AIM-Harvard / pyradiomics

Open-source python package for the extraction of Radiomics features from 2D and 3D images and binary masks. Support: https://discourse.slicer.org/c/community/radiomics
http://pyradiomics.readthedocs.io/
BSD 3-Clause "New" or "Revised" License
1.11k stars 485 forks source link

[FEAT EXTRACTION] #814

Open vinayaga8821 opened 1 year ago

vinayaga8821 commented 1 year ago

Describe the bug A clear and concise question regarding your extraction. Please check FAQ section, PyRadiomics issues and PyRadiomics Slicer Discourse to check if your question has been encountered before. If so, but you still require additional help, please reference related issues.

PyRadiomics configuration Add any customization you applied here (i.e. the content of the parameter file used)

PyRadiomics log file If available, add section of the PyRadiomics log related to your question. For help on setting up logging, see the online documentation

To Reproduce Steps to reproduce the behavior:

Version (please complete the following information):

Additional context Add any other context about your question here.

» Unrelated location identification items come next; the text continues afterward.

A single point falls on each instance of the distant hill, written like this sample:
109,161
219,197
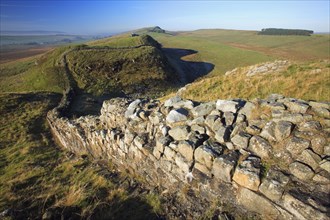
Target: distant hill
34,32
281,31
125,64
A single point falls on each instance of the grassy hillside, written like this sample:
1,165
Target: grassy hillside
40,73
228,49
37,179
309,81
120,64
132,65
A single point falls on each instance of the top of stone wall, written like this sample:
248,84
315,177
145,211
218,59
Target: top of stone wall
275,149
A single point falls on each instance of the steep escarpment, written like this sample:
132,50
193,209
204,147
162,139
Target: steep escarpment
269,157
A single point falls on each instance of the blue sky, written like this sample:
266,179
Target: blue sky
94,17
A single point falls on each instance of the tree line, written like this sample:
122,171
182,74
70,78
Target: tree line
281,31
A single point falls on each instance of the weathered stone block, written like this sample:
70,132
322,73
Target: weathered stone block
241,140
302,210
202,168
283,130
318,142
247,174
222,134
186,150
325,164
179,133
224,165
296,145
227,106
310,158
297,107
310,126
268,132
256,203
301,171
198,128
260,147
274,184
323,112
205,155
203,109
169,153
182,163
229,118
177,115
247,109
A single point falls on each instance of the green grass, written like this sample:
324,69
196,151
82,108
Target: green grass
227,49
297,81
36,176
125,40
139,70
36,74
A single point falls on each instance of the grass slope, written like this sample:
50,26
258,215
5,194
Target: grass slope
228,49
309,81
34,74
37,179
142,68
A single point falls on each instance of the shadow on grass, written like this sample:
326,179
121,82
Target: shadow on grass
131,208
188,71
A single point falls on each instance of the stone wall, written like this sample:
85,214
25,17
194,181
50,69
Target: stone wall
268,156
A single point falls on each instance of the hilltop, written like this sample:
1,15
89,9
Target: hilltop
228,64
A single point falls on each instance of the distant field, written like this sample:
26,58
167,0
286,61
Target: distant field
228,49
10,53
19,47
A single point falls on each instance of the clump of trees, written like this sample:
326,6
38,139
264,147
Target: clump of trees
157,29
280,31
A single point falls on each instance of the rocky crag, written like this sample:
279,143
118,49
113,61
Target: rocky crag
269,157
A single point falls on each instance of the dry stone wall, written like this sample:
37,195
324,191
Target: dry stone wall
269,156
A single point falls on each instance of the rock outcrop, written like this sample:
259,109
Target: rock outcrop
261,69
269,157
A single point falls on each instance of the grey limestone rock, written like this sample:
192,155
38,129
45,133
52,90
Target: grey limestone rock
268,132
203,109
261,205
241,140
198,128
229,118
296,145
310,126
297,107
177,115
325,164
224,166
227,106
178,102
179,133
301,171
260,147
310,158
247,109
274,184
186,150
247,174
323,112
222,134
205,156
302,210
283,130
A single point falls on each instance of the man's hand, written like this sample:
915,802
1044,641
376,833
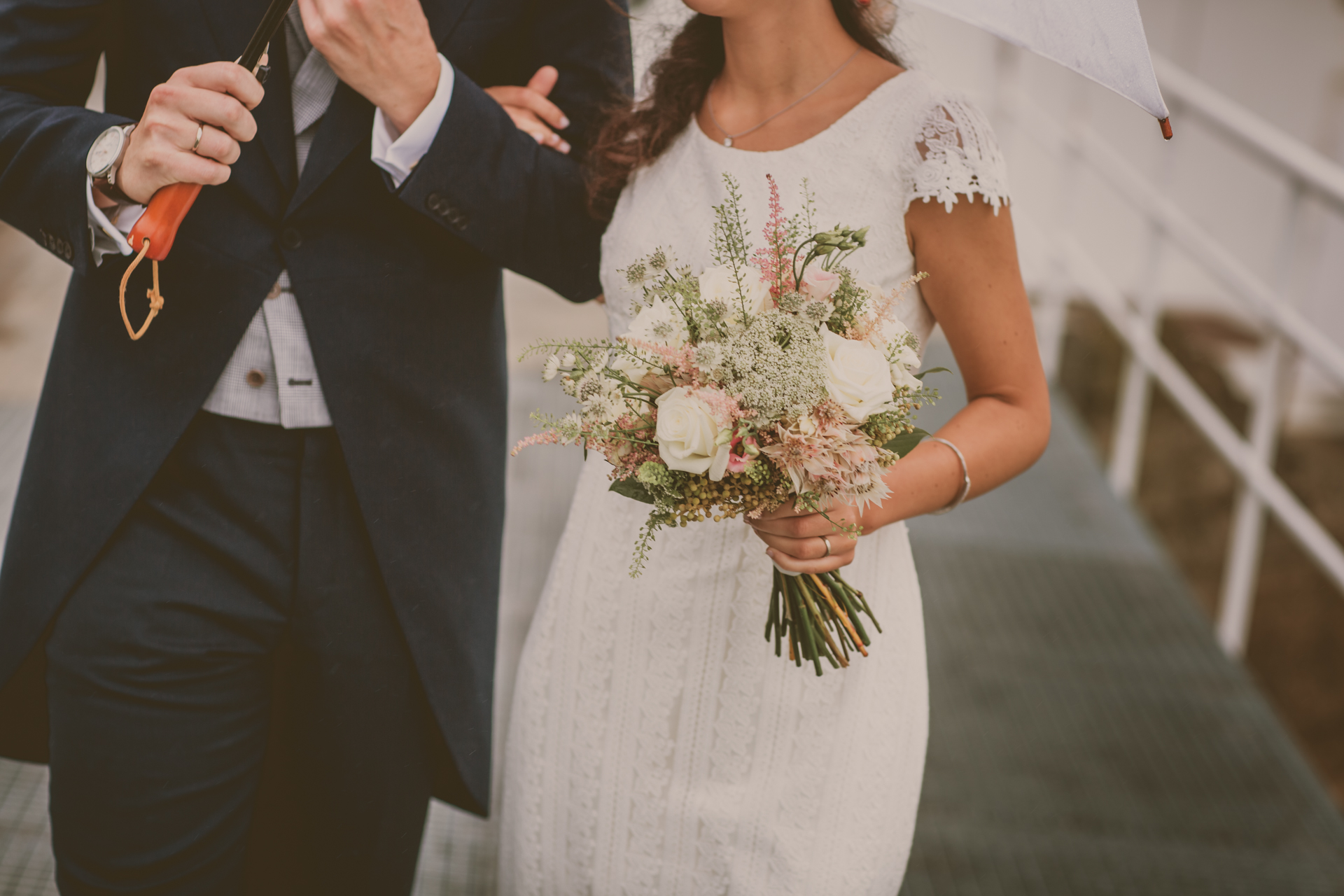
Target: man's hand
533,112
219,99
379,48
797,542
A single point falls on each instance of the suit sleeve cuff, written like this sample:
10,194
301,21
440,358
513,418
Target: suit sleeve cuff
111,238
400,156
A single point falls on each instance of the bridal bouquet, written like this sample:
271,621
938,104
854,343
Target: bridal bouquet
773,375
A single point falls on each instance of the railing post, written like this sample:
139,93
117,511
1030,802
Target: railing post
1245,546
1136,388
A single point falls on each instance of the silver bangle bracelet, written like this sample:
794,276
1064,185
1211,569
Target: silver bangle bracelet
965,479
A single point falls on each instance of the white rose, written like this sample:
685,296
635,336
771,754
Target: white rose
687,431
720,284
819,282
858,375
659,323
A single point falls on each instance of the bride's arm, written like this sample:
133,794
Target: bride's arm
976,293
974,290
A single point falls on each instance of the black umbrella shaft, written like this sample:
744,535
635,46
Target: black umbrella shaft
265,31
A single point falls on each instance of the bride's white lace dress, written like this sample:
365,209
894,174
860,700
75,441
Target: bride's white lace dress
656,743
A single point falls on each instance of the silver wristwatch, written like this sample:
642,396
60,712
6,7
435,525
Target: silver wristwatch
104,160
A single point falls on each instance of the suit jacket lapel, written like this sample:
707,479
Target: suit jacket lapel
350,118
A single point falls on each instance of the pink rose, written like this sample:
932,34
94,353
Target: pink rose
819,282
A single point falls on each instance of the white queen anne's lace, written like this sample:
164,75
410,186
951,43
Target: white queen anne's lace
657,746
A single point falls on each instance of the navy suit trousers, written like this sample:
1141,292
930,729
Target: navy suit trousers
233,703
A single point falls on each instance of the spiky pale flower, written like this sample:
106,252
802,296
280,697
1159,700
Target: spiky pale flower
777,367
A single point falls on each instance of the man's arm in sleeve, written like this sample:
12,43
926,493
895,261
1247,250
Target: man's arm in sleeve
49,51
491,184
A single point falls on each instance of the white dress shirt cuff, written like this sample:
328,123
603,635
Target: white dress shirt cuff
108,237
398,156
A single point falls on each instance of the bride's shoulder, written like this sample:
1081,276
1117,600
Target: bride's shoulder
939,141
914,101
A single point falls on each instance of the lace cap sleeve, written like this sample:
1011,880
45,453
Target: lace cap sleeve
958,153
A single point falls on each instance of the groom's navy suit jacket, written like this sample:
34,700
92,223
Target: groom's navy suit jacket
400,293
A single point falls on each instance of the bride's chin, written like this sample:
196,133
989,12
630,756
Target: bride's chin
721,8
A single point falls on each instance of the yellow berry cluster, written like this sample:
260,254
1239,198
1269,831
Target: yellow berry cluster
736,495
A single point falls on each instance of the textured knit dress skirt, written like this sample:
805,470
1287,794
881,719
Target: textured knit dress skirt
656,745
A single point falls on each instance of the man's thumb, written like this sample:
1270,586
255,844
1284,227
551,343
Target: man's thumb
545,80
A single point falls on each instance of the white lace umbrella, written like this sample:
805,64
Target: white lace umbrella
1100,39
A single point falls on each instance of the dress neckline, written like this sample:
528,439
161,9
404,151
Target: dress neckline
828,130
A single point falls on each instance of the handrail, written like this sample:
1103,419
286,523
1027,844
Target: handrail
1190,398
1179,384
1289,155
1259,296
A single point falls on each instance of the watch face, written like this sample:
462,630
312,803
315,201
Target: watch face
105,150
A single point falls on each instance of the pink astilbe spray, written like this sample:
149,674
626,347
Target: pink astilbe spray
776,257
679,358
549,437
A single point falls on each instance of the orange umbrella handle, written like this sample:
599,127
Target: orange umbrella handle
160,222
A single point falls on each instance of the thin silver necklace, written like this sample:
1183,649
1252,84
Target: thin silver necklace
729,139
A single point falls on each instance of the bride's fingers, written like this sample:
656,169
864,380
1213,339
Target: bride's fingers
812,547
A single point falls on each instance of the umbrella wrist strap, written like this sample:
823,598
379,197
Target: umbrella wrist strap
156,300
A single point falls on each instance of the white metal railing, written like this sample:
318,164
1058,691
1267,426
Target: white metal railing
1289,336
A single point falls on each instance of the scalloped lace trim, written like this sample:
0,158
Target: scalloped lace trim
958,155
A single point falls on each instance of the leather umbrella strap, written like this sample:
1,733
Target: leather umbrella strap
156,300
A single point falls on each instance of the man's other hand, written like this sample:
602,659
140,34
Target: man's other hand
533,112
379,48
218,99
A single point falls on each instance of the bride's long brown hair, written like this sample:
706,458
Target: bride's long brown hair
634,134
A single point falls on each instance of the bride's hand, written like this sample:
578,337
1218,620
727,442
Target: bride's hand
797,542
533,112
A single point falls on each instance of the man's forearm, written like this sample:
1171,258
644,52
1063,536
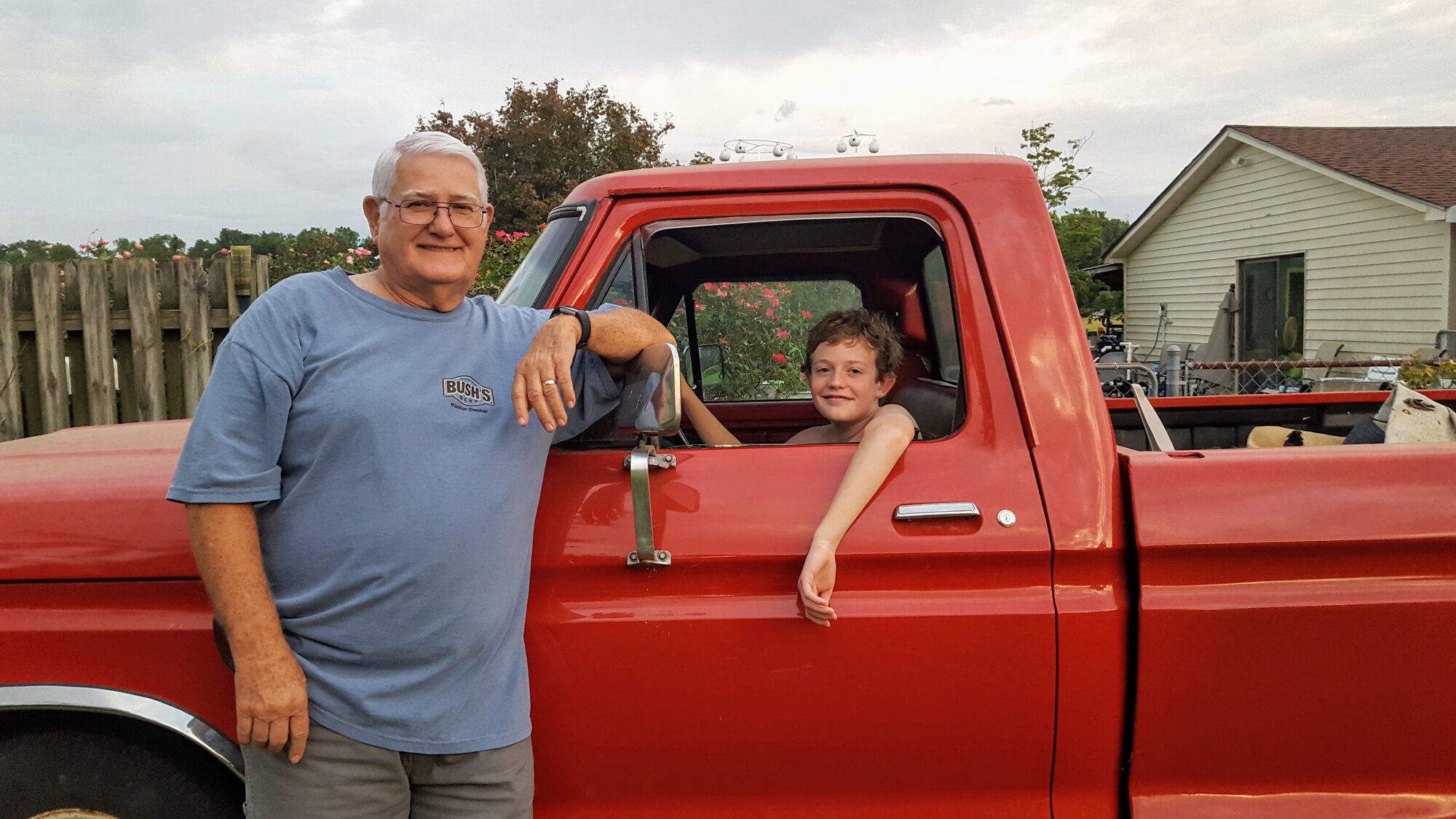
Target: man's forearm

vinayaga8821 commented 1 year ago

Hi I am new to python. when I try to run existing code for feature extraction its works with data that is already available eg( brain1 or lung1). I tried feeding my own nrrd file and I am getting an error message. Kindly help me out How I can provide correct path for image and label nrrd file

dorkylever commented 1 year ago

Hi,

i'm not a dev but I use the pyradiomics pipeline a fair bit.

Firstly imports: from radiomics import featureextractor import SimpleITK as sitk import pandas as pd

So to firstly set up the feature extractor you need:

extractor = featureextractor.RadiomicsFeatureExtractor() extractor.enableAllImageTypes() extractor.enableAllFeatures()

That sets up the feature extractor.

To load the files:

img = sitk.ReadImage("full_img_path.nrrd")

label = sitk.ReadImage("full_label_path.nrrd")

Then to execute the feature extraction: result = extractor.execute(img, mask)

This gives a set of dictionary values - but I prefer to convert it to a pandas dataframe, transpose it (so each feature is a column) and save to a csv file.

features = pd.DataFrame.from_dict(result, orient='index') features = features.transpose()

features.to_csv("full_output_path.csv')

dorkylever commented 1 year ago

For python libraries I create a setup.py file and then in bash run:

pyhon3 setup.py install --user

(there should be plenty of tutorials on how to create one or you can base it off: https://github.com/dorkylever/LAMA/blob/master/setup.py

JoostJM commented 1 year ago

@dorkylever Thanks! Further examples are provided in the repository (examples, notebooks) and the online documentation.